In the fall of 2017, there Mario Batali was, beaming like a proud papa as the first wave of people walked through the doors at the brand-new Los Angeles Eataly. The superstar chef and restaurateur who helped change the direction of Italian food in America, palled around with celebs from Gwyneth Paltrow to Jim Gaffigan, and elevated the Food Network’s profile back when it was still a fledgling cable channel, was admiring how he’d stretched his empire from coast-to-coast.
Just a few months later, after damning sexual misconduct allegations, his visage would be stripped from the premises. Every cookbook and product of his would be removed from the shelves. A little more than a year later, when Eataly Las Vegas opened, it was like he never existed. But though to the outside world it appeared he was no longer associated with Eataly or any of the other restaurants his Batali & Bastianich Hospitality Group operated, Batali actually still profited off of them. That took a major hit today as the chef has fully divested from B&B Hospitality.
“[Batali] will no longer profit from the restaurants in any way, shape or form,” Lidia Bastianich’s daughter and now head of the hospitality group, Tanya Bastianich Manuali, told the New York Times. And, as Eataly USA’s CEO Nicola Farinetti told Robb Report in December, his time with that company is drawing to a close as well, “Mario hasn’t been involved in Eataly day-to-day in the past seven years probably. Since last December last year, he stopped doing anything with us. We are in the process of divestment.”
Batali himself didn’t have much to say in response to the news of his full divestment from B&B Hospitality, releasing only a brief statement and nothing more: “I have reached an agreement with Joe and no longer have any stake in the restaurants we built together. I wish him the best of luck in the future.”

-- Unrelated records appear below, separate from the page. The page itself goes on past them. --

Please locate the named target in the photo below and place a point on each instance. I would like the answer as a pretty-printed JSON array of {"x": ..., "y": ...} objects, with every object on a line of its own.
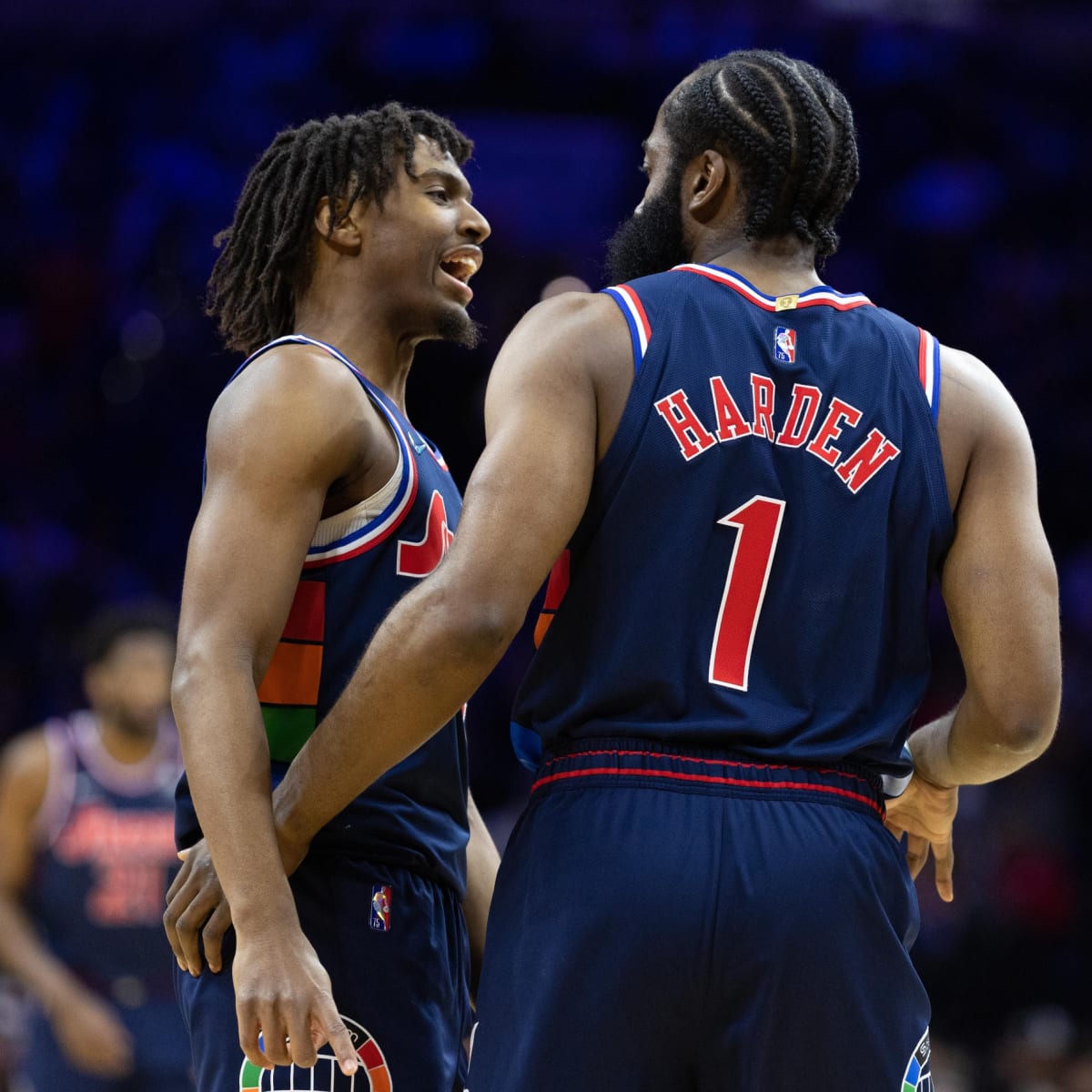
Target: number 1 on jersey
[{"x": 758, "y": 524}]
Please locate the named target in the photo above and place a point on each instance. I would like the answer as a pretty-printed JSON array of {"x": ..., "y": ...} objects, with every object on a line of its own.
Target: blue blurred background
[{"x": 126, "y": 135}]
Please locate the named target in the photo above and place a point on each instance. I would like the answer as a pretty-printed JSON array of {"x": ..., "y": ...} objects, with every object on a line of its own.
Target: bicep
[
  {"x": 25, "y": 771},
  {"x": 272, "y": 456},
  {"x": 244, "y": 561},
  {"x": 998, "y": 580},
  {"x": 531, "y": 486}
]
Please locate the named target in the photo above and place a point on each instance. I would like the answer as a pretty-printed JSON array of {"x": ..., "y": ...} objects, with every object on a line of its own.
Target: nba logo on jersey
[
  {"x": 381, "y": 907},
  {"x": 784, "y": 345}
]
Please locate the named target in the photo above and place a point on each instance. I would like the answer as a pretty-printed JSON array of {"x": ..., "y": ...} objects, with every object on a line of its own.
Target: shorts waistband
[{"x": 612, "y": 762}]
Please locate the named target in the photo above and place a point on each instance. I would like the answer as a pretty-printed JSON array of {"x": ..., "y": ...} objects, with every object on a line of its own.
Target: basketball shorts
[
  {"x": 396, "y": 948},
  {"x": 670, "y": 920},
  {"x": 161, "y": 1054}
]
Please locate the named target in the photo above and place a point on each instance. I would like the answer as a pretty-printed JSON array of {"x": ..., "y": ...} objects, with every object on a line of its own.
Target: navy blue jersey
[
  {"x": 359, "y": 563},
  {"x": 753, "y": 566},
  {"x": 105, "y": 857}
]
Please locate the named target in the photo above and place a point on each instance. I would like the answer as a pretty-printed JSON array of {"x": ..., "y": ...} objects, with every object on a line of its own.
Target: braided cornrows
[
  {"x": 790, "y": 131},
  {"x": 266, "y": 261}
]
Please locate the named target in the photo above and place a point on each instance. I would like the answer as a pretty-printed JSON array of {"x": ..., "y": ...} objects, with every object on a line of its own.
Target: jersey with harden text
[
  {"x": 360, "y": 561},
  {"x": 752, "y": 571}
]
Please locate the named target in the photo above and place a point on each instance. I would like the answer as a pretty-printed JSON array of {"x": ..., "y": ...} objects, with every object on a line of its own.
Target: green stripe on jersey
[{"x": 288, "y": 729}]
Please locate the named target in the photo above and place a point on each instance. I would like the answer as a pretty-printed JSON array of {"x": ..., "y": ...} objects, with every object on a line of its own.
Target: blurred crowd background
[{"x": 128, "y": 129}]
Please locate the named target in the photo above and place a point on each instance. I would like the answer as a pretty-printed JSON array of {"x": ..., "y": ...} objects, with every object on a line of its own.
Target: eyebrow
[{"x": 452, "y": 179}]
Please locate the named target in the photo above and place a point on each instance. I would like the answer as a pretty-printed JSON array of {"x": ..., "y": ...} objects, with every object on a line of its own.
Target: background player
[
  {"x": 735, "y": 642},
  {"x": 353, "y": 241},
  {"x": 86, "y": 845}
]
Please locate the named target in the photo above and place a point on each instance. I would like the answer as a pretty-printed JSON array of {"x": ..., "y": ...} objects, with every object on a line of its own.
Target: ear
[
  {"x": 347, "y": 236},
  {"x": 93, "y": 683},
  {"x": 707, "y": 184}
]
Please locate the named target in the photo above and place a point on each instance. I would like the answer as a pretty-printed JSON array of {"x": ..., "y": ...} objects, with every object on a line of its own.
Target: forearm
[
  {"x": 430, "y": 655},
  {"x": 228, "y": 767},
  {"x": 970, "y": 747},
  {"x": 26, "y": 959}
]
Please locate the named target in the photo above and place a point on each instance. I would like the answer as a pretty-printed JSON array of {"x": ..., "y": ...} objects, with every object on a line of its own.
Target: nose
[{"x": 475, "y": 227}]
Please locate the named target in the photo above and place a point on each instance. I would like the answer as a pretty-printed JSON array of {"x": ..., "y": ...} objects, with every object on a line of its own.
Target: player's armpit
[
  {"x": 1000, "y": 588},
  {"x": 523, "y": 502}
]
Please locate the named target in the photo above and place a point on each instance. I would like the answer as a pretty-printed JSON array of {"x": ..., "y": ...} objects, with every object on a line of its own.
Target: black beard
[
  {"x": 460, "y": 328},
  {"x": 651, "y": 240}
]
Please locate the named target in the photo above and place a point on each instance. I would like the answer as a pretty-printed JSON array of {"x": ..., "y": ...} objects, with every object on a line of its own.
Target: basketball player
[
  {"x": 742, "y": 484},
  {"x": 353, "y": 241},
  {"x": 86, "y": 845}
]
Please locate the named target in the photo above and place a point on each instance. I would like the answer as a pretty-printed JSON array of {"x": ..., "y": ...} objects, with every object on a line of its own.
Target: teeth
[{"x": 462, "y": 268}]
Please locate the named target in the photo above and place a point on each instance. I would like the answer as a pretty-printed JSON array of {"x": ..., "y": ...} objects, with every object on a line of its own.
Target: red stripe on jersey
[
  {"x": 636, "y": 300},
  {"x": 710, "y": 780}
]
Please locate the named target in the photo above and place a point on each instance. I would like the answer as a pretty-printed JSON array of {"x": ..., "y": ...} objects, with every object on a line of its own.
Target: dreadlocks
[
  {"x": 790, "y": 131},
  {"x": 266, "y": 261}
]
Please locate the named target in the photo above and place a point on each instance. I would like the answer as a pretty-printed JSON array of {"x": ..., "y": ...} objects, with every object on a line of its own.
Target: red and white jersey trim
[{"x": 814, "y": 298}]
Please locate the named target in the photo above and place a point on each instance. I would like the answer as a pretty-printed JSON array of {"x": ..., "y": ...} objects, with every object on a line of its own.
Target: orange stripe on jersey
[
  {"x": 293, "y": 676},
  {"x": 308, "y": 614},
  {"x": 556, "y": 588}
]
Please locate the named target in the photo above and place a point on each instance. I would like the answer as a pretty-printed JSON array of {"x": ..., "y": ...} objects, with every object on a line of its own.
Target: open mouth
[{"x": 461, "y": 266}]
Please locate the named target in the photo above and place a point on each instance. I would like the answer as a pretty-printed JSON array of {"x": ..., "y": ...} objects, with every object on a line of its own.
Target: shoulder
[
  {"x": 294, "y": 402},
  {"x": 982, "y": 432},
  {"x": 284, "y": 382},
  {"x": 25, "y": 771},
  {"x": 972, "y": 399},
  {"x": 574, "y": 329}
]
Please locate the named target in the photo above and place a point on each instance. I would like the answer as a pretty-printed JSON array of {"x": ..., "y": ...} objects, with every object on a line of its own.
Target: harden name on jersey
[{"x": 797, "y": 429}]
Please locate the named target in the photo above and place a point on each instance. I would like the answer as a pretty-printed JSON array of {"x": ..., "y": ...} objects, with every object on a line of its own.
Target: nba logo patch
[
  {"x": 784, "y": 345},
  {"x": 381, "y": 907}
]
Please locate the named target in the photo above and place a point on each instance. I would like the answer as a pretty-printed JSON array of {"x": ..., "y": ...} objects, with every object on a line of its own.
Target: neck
[
  {"x": 126, "y": 743},
  {"x": 775, "y": 267},
  {"x": 383, "y": 350}
]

Batali and Joe Bastianich first met more than 20 years ago and teamed up to create the wildly successful and influential Greenwich Village restaurant Babbo. They formed B&B Hospitality along with Joe’s mother Lidia, who is a restaurateur, cookbook author, and TV personality. They opened numerous successful Manhattan restaurants before growing their empire beyond New York, building restaurants in Boston, Pittsburgh, and teaming with Nancy Silverton on the Chi Spacca and Mozza in Los Angeles. Each of them also worked to bring the Italian specialty food market Eataly to America, where it has now grown to five cities.
But all along there had been a dark side to Batali that actually seemed to be an open secret until the #metoo movement of late 2017 forced people to confront the abuse within the restaurant industry. Anyone who read the 2006 book Heat by Bill Buford got a glimpse into this side of Batali, which came into further view with the Eater NY investigating into his behavior, and the 60 Minutes profile of his accusers a few months later.
In the wake of the allegations that forced Batali’s likeness to disappear from his restaurants, a new debate arose: Should abusers still get to profit from the restaurants they owned but weren’t the face of? Even though Batali was no longer around his establishments, Manuali acknowledged that his continued financial interest in the company was holding it back, and for the good of the restaurants and the livelihoods of the people who remained, they needed to buy him out. As Manuali told the Times about the group’s employees, “These people have been living under a cloud long enough.”